JP3064077B2 - Composite implant components - Google Patents

Description

DETAILED DESCRIPTION OF THE INVENTION

[0001]

BACKGROUND OF THE INVENTION The present invention relates to diseases, disasters, etc.
Orthopedic artificial bones and joints used to repair bone and limb joint functions when they are lost,
Alternatively, the present invention relates to a composite implant member embedded in a living body constituting an artificial tooth root or the like used for reconstructing a tooth lost due to aging, disease, or the like.

[0002]

2. Description of the Related Art As a composite implant member combining a titanium material and zirconia ceramics which has already been clinically used, for example, there is an artificial hip joint in which a zirconia ball and a titanium stem are fitted with a taper as an implant to be implanted in bone. . This is obtained by integrating a zirconia ball having excellent sliding characteristics and strength in a living body with a titanium stem having excellent toughness, strength and corrosion resistance. In addition, in the orthopedic field, in addition to the above-mentioned artificial hip joints, artificial titanium joints, ankle joints, shoulder joints, hand joints and the like are joined with zirconia ceramics containing zirconia as a main component and a titanium material made of titanium or a titanium alloy. There are implant applications.

[0003] Further, in the dental field, application to an implant implantable in bone has been considered. Currently, implants are used in which porous alumina is bonded to bone with porous alumina bonded to sapphire core material with glass, but there was a problem in strength because the core was sapphire . In order to improve this point, development of an implant in which porous zirconia ceramics are bonded to a titanium core material to form a composite is expected.

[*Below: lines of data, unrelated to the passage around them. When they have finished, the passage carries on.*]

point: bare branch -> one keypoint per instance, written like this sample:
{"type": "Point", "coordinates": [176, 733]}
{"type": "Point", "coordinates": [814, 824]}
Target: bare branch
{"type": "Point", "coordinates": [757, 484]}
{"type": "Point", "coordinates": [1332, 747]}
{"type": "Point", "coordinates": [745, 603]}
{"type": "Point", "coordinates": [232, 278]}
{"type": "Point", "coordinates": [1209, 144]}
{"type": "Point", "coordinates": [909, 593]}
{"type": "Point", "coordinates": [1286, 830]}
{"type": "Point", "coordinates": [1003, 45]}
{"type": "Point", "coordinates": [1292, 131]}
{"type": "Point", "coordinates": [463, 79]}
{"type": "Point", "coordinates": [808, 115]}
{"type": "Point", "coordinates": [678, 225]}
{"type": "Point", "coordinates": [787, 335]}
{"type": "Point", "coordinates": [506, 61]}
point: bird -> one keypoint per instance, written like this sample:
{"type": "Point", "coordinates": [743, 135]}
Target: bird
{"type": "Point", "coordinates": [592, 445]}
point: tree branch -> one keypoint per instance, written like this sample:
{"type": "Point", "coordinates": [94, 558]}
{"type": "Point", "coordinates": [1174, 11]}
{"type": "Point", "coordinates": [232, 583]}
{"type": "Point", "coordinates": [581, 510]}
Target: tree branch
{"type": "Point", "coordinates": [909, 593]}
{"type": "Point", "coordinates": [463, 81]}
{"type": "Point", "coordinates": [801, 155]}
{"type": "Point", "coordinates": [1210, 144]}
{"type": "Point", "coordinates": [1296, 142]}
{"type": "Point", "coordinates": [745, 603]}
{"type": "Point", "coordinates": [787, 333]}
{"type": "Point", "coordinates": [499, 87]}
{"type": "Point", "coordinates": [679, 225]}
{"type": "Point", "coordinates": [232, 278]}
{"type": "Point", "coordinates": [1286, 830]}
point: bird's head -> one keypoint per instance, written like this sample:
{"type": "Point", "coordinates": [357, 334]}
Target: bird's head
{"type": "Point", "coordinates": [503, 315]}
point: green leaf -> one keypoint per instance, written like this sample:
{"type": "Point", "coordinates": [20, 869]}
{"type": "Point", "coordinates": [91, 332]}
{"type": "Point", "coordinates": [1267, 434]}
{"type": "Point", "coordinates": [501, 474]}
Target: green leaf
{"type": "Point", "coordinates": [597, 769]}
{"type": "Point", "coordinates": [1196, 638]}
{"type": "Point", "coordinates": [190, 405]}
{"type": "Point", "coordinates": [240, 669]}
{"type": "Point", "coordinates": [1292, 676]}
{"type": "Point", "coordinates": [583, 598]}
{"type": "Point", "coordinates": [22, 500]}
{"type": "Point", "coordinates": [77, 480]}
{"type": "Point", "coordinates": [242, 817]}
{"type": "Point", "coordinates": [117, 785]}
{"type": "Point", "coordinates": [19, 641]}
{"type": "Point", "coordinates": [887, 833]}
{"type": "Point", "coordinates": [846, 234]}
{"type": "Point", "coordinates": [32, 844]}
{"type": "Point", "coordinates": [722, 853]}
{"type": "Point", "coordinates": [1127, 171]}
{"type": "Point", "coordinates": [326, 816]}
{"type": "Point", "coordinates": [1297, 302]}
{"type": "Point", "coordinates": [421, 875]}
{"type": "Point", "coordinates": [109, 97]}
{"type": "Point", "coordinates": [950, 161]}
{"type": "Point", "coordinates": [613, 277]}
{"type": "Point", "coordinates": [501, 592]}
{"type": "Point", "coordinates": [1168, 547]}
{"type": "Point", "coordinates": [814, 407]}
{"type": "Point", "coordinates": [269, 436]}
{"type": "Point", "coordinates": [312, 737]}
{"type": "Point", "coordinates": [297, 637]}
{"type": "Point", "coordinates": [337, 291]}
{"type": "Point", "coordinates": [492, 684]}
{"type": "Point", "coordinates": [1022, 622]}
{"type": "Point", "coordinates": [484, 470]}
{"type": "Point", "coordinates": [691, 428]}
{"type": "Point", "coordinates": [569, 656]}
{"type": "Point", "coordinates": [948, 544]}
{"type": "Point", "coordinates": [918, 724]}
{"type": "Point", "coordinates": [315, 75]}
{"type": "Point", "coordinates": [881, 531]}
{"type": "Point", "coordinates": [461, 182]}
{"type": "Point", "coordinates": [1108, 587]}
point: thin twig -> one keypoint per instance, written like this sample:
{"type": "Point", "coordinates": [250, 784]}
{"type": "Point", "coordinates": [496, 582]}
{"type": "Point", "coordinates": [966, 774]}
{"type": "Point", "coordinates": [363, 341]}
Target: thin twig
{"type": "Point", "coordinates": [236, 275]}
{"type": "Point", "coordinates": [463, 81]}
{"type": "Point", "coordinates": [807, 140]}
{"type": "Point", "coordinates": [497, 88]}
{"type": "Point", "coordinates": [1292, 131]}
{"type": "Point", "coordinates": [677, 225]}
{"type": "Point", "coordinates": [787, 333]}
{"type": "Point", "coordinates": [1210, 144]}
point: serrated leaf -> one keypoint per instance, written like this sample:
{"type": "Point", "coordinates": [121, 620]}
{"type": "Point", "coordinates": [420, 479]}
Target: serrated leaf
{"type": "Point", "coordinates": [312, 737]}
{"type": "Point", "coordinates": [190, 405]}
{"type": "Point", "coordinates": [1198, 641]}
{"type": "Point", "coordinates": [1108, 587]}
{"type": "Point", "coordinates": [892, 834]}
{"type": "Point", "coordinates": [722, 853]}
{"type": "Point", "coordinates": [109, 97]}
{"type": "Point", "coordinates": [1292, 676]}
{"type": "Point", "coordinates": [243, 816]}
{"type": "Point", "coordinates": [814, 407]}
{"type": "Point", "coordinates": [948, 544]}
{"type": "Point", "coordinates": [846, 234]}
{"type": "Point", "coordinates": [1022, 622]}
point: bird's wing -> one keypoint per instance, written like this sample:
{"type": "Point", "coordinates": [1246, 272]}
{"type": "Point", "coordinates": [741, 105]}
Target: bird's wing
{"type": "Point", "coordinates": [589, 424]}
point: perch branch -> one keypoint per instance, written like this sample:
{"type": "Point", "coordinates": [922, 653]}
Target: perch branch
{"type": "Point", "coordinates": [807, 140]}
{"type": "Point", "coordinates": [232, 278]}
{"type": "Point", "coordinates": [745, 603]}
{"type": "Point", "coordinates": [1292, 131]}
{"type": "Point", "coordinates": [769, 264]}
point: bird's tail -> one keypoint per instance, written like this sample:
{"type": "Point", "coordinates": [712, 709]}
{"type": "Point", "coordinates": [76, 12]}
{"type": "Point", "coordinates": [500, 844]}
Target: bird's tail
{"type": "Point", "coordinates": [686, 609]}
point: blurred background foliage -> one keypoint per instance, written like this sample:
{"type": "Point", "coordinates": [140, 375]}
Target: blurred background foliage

Conventionally, a titanium material and a zirconia ceramic have been combined in an implant by coating the surface of the titanium material with zirconia by a spraying method, a CVD method, a PVD method, an anodic oxidation method, or the like, When both were in bulk, they were joined by the active metal method. This is a method in which a paste of a Ti-Al-Cu alloy or the like is applied to the interface between the titanium material and the zirconia ceramics, and the two are abutted and heated for joining, whereby a relatively strong joint has been obtained.

[0005]

2. Description of the Related Art However, CVD, PVD
The zirconia coating layer produced by the method or the anodic oxidation method had a thickness of only several thousand angstroms to about 10 μm, and the coating layer had no durability. On the other hand, according to the thermal spraying method, the thickness can be reduced to several tens to several hundreds of μm.However, in this method, the strength depends on only the anchor effect due to minute irregularities on the surface of the titanium material as the base material, so that the strength is low. There's a problem.

In the case of a composite implant member manufactured by the active metal method, intense galvanic corrosion occurs between titanium at the interface and the metal contained in the brazing material used for bonding, and in particular, moisture such as in a living body. There was a problem that it was not suitable for an environment with many.

[0007]

To solve the above problems SUMMARY OF THE INVENTION The present invention provides a zirconia ceramic mainly comprising titanium material and zirconia consisting of pure titanium or a titanium alloy, a SiO ₂ 60~80wt%, BaO 5 to 15
wt%, a K ₂ O 5 ~12wt%, a Na ₂ O. 5 to 12
The present invention provides a composite implant member which is bonded and integrated with glass containing 0 to 7 wt% of ZnO and 0 to 7 wt%.

[0008]

DESCRIPTION OF THE PREFERRED EMBODIMENTS Embodiments of the present invention will be described below in detail with reference to the drawings. Since both the titanium material and the zirconia ceramic have approximately the same coefficient of thermal expansion at around 10 × 10 ⁻⁶ / deg, they are heated during autoclave sterilization and gas sterilization if they are joined via living glass having a similar coefficient of thermal expansion. This may cause damage to the joint surface between the titanium material and the zirconia ceramic of the composite implant member that combines the titanium material made of pure titanium or titanium alloy and the zirconia ceramic mainly composed of zirconia, and cracks in the zirconia ceramic. It has been found that a biomaterial that does not cause the generation of a biomaterial can be constructed.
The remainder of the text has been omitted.